En France tout le monde ou presque adorerait devenir écrivain. Pourquoi ne pas passer à l'action ?

Si tu veux écrire une bonne histoire reviens toujours à l'origine !

Bonjour c’est Paul,

Une chose importante que m’enseigne cette situation de confinement et que je désire partager avec toi ce matin c’est la notion de retour à l’origine. C’est la seule chose vraiment intéressante parmi tout ce qui m’était proposé que j’en retiendrai.

 Car c’est grâce à cette notion de retour que j’ai pu trouver l’énergie de travailler au moins autant sinon plus qu’avant le confinement.

Le fait de se retrouver enfermé virtuellement par rapport au   reste du monde n’est pas arrivé d’emblée.

 Au début j’ai continué à entretenir des liens avec mes proches via le téléphone, les réseaux sociaux, des forums, des mails,  la télévision …et puis progressivement je me suis aperçu que le temps que je passais à m’occuper de toutes ces choses ne me faisait pas avancer.

Je veux dire avancer par rapport à l’objectif que je me suis rapidement fixé dès les premiers jours de confinement  d’écrire un roman en deux mois. De profiter de tout ce temps.

J’ai donc cherché une idée qui avait un potentiel suffisant pour pouvoir écrire 700 pages ce qui n’est pas une mince affaire. Et qui ne représente en pourcentage que 10%  de l’immense travail que représente cette tâche.

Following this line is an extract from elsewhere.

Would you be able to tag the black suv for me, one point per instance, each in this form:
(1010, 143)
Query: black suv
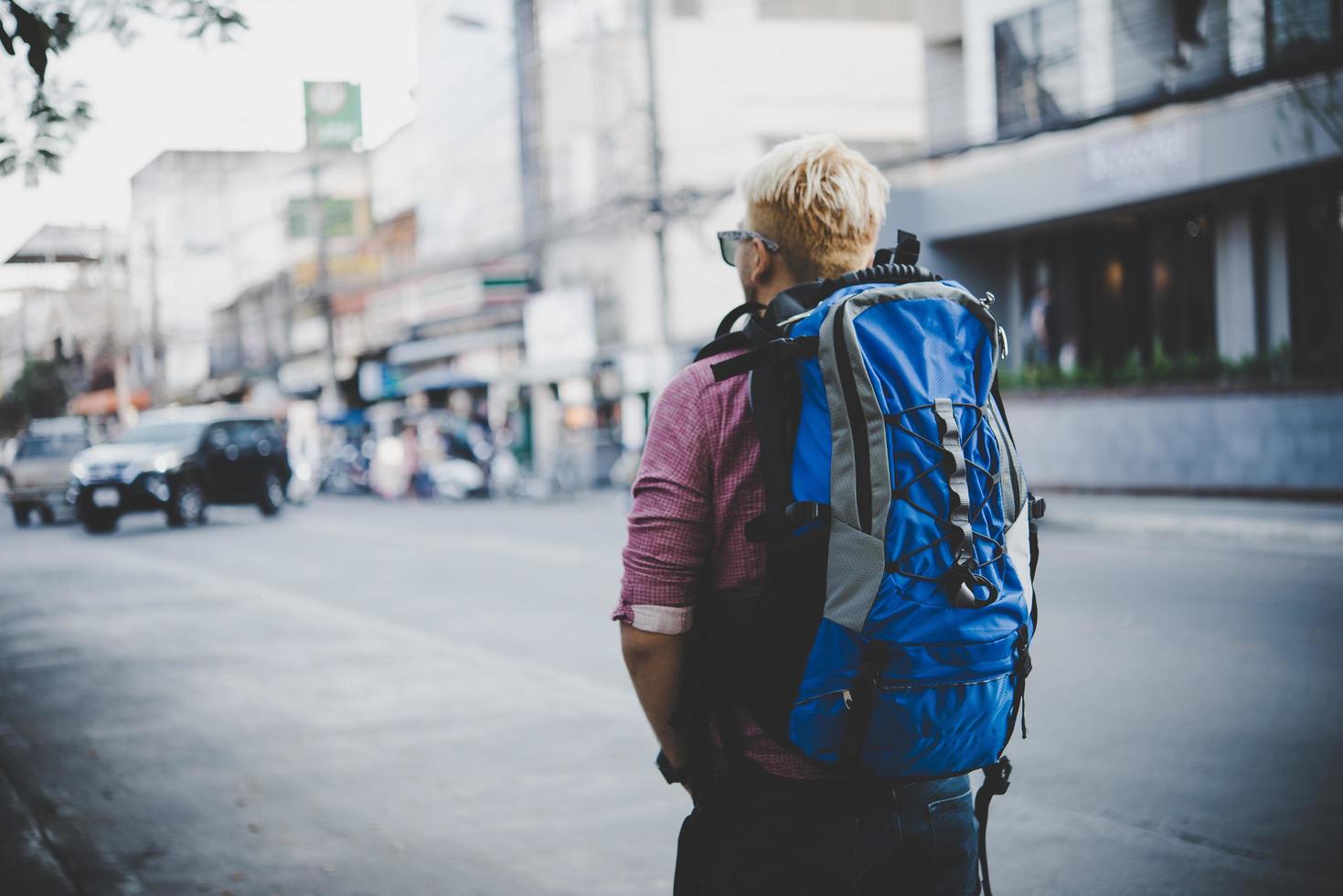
(180, 465)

Ensuite j’ai commencé à donner vie à des personnages dans le cadre de cette histoire avec une problématique pour chacun d’eux en relation avec la problématique générale de mon histoire

Puis j’ai amassé de la documentation sur les lieux, sur les thèmes que j’avais décidé d’aborder en filigrane tout au long du récit.

Du coup j’ai obtenu ainsi au fur et à mesure des jours suffisamment de matériel  pour commencer à écrire mon histoire. 40% de préparation, avec en parallèle la contrainte d’écrire entre 1500 et 2000 mots quotidiennement.

En fait ma problématique est assez banale ce n’est pas cela le plus important c’est le point de vue que je vais utiliser pour l’exprimer au travers de ce récit. C’est aussi à partir de ce postulat de départ que tout a commencé vraiment.

Et du coup comment faire lorsque tu te trouves soudain devant cette complexité d’avoir à écrire quelque chose de « nouveau » à partir de quelque chose « d’ordinaire » ?

C’est à mon avis le problème n° 1 de tous les artistes honnêtes avec eux-mêmes. Ceux qui ne se considèrent pas comme des génies et qui s’accrochent à une habitude d’humilité bien rodée.

Comment partir de la complexité apparente du monde  pour parvenir à la clarté cachée en toute chose ?

Il me semble qu’en ce moment c’est ce qui est le plus important pour moi, ce je veux dire comme sous texte de mon roman.

Evidemment je ne suis pas arrivé à cette idée spontanément. C’est par recoupements successifs comme un enquêteur minutieux que j’en suis arrivé là.

En remontant la piste laissée progressivement par les indices

Ces indices sont donc

Ma première idée de départ

Mon protagoniste de départ

Mon antagoniste de départ

Mon cadre de départ

Mon enjeu (celui du protagoniste) de départ

Le conflit moral qu’il doit résoudre à priori

Ses désirs conscients masquant des désirs inconscients.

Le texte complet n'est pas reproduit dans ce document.